Bir şey demeden dışarıyı izlemeye koyuldum. Tabi karanlıkta ne kadar izleyebilirsem. Elmas birden uykusunda sıçrayınca hepimiz ona baktık. Elmira sesini alçak tutmaya özen göstererek konuşmaya başladı.

-Kıza çok kötü davranıyorlardı. Oradaki halini bir görsen, o dünyaya ait olmadığı o kadar belliydi ki. Orta yaşlı adamın teki kızı zorla götürmeye çalışınca dayanamadım ve olaya karıştım. Zaten hazır bekliyordu Aydın beyle, Kerem.

Sahi Aydın abi ne yaptı acaba? Gerçi bir süre, olaylar çözülene kadar dışarıyla bağlantımız olmayacak.

-Anlıyorum. Levent sen ne yapacaksın?

Kafasını güçlükle dergiden çekerek bize baktı.

-Neyi ne yapacağım? Ha, pardon, tamam. Kendimi aklayana kadar Rusya'ya gitmeyi düşünüyorum. Hiç uğraşamam. Çift vatandaşlığım olduğu için Rusya'da bana bir şey yapamazlar. Enver itine de bir iki etli kemik atarsam bu iş tamamdır.

Vay be! Adam her şeyi planlamış. Bizde kendimizi temize çıkarmak için kıçımızı yırtıyoruz. Böylece konuşma sonlanmış oldu ve araba yine sessizliğe gömüldü. Arabanın hoparlörlerinden gelen şarkı haricinde. Yaklaşık yarım saat karanlıkta rüzgarla dalgalanan ağaç yapraklarını izledim. Tam uyumak üzereydim ki ufak bir sarsıntıyla gözlerimi kapadığım gibi açtım. Etrafıma bakınca ağaçlarla çevrili dar ve bol çukurlu bir yola girdiğimizi fark ettim. Mustafa yaklaştığımızı bildirdi. Yavaşça Elmas'ı omzundan dürttüm.

-Elmas uyan, geldik.

Bir anda sıçrayarak uyandı ve nerede olduğunu anlayınca derin bir nefes aldı.

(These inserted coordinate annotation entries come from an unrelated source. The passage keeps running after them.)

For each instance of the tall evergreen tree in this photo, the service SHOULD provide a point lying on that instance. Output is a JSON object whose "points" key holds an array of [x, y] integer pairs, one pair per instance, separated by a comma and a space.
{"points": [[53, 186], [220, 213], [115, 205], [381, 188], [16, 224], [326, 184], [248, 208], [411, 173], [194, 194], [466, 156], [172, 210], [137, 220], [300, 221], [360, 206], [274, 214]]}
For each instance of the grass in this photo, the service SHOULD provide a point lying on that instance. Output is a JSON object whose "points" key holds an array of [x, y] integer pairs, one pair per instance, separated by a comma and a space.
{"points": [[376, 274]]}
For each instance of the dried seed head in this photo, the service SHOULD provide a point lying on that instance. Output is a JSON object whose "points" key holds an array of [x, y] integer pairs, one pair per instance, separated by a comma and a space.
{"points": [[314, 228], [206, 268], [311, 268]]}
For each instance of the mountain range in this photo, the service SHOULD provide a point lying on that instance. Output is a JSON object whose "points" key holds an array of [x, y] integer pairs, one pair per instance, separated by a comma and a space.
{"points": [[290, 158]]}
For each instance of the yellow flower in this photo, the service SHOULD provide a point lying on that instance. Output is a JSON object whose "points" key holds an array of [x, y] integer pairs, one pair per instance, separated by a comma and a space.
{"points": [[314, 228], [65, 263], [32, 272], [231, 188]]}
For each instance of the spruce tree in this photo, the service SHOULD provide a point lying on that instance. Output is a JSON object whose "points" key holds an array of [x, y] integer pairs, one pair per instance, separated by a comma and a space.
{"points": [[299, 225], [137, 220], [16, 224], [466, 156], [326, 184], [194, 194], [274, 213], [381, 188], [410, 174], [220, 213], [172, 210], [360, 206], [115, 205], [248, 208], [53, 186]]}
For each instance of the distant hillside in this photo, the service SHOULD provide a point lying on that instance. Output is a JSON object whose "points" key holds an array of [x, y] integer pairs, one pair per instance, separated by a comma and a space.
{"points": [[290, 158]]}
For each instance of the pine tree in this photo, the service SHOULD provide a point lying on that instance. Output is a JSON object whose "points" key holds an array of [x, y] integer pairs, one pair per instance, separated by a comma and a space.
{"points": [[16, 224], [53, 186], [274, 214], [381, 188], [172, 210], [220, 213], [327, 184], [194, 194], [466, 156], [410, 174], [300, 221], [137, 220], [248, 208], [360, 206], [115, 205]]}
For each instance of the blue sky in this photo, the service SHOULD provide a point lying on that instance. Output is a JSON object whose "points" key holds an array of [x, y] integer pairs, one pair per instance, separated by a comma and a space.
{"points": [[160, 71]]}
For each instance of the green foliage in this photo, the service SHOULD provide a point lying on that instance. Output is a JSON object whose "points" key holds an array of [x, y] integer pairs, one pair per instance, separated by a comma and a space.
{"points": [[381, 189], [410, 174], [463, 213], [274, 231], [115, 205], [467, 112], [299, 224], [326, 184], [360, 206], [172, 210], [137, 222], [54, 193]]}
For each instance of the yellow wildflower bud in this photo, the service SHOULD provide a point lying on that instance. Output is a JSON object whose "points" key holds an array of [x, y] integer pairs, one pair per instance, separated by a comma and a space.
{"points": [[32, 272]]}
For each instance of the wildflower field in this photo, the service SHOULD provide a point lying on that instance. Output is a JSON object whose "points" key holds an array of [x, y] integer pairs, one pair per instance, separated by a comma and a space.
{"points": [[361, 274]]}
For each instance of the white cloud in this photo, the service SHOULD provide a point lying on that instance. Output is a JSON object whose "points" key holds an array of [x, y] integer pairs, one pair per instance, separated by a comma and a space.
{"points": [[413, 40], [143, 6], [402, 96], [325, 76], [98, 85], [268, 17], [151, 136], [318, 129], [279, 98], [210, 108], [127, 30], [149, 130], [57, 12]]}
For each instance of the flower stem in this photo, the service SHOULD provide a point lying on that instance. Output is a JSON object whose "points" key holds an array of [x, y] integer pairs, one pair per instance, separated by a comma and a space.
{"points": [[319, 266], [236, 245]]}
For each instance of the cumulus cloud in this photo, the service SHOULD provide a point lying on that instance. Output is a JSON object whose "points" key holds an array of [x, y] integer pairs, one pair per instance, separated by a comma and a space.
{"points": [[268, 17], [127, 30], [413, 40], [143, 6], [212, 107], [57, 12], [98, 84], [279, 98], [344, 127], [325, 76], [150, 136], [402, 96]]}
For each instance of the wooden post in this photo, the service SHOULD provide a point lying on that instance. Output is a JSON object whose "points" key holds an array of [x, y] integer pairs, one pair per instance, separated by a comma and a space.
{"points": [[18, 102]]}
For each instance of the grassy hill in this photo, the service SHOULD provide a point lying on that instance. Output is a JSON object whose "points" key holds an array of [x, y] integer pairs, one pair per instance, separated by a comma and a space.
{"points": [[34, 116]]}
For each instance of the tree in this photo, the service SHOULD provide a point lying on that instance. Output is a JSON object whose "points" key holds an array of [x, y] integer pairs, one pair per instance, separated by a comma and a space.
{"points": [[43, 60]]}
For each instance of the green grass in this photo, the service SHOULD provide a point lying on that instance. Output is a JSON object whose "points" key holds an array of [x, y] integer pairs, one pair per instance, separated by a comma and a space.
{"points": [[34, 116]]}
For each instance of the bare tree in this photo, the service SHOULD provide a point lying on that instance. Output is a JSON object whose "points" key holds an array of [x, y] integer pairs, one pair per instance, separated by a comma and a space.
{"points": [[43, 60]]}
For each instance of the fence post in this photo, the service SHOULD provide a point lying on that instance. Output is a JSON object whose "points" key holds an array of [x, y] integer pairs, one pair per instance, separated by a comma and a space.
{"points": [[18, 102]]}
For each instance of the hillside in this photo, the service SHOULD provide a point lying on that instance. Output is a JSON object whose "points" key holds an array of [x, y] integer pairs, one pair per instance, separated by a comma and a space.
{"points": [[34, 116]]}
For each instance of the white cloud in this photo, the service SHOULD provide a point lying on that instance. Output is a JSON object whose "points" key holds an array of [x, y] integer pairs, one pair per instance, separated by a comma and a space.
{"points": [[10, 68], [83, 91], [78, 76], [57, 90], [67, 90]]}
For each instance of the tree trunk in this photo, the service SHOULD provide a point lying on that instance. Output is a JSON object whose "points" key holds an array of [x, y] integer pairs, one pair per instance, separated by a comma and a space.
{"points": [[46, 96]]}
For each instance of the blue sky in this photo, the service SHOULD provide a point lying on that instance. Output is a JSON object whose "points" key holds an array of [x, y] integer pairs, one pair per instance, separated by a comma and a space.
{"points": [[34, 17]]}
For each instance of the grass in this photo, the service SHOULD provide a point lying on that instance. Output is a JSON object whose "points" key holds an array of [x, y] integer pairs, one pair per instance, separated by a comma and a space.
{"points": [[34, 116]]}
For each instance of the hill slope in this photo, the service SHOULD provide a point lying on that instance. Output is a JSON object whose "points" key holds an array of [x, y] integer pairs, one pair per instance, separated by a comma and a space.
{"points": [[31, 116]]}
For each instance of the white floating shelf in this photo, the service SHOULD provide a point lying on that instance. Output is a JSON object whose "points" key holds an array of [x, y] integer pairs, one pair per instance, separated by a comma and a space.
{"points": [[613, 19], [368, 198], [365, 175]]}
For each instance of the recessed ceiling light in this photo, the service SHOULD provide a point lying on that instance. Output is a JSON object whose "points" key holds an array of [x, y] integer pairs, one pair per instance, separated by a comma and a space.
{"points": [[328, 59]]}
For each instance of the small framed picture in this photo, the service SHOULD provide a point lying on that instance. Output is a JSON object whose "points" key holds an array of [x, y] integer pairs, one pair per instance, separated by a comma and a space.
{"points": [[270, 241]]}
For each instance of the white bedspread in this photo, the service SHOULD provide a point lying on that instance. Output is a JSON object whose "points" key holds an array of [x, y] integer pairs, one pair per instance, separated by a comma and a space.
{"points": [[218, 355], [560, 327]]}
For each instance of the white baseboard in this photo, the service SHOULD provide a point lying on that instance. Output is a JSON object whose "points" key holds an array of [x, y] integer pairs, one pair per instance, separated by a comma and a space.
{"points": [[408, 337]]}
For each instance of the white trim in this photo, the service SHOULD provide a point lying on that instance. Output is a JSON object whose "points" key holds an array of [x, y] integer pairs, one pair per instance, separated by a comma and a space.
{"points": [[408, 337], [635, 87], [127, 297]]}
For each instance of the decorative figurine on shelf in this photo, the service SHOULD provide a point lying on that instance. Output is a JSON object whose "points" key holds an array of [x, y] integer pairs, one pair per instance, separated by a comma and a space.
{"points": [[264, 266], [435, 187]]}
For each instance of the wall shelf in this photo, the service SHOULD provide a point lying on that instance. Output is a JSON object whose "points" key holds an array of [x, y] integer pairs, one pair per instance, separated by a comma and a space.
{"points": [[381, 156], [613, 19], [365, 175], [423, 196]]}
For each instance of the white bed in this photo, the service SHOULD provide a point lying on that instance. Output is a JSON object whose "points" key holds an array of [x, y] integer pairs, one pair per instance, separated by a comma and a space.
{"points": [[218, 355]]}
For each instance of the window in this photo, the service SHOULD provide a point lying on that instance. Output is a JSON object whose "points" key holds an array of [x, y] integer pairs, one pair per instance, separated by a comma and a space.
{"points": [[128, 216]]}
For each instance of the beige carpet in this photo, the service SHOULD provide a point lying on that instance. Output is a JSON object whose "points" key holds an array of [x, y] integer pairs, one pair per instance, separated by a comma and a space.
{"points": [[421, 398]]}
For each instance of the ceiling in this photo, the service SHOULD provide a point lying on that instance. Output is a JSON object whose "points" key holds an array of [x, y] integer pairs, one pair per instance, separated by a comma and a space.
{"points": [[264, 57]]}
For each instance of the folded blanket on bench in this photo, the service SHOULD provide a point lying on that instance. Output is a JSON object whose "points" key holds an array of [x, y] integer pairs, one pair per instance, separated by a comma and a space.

-Bir an her şey rüya sandım. Yine o lanet yerde uyanacağımı sandım.

-Merak etme artık senin kılına bile zarar veremezler.

Minnettar bir bakış attı ve hafifçe eğilerek elimi tuttu. Biraz rahatsız olsam da gülümsedim ve elini sıkarak geri çekip saçlarımı karıştırdım. Yanlış taraflara çektiğim için kendime çok kızdım. Elmira'ya bakınca gördüm ki Elmasa tuhaf bir biçimde bakıyor. Yoksa bu kıskançlık mı?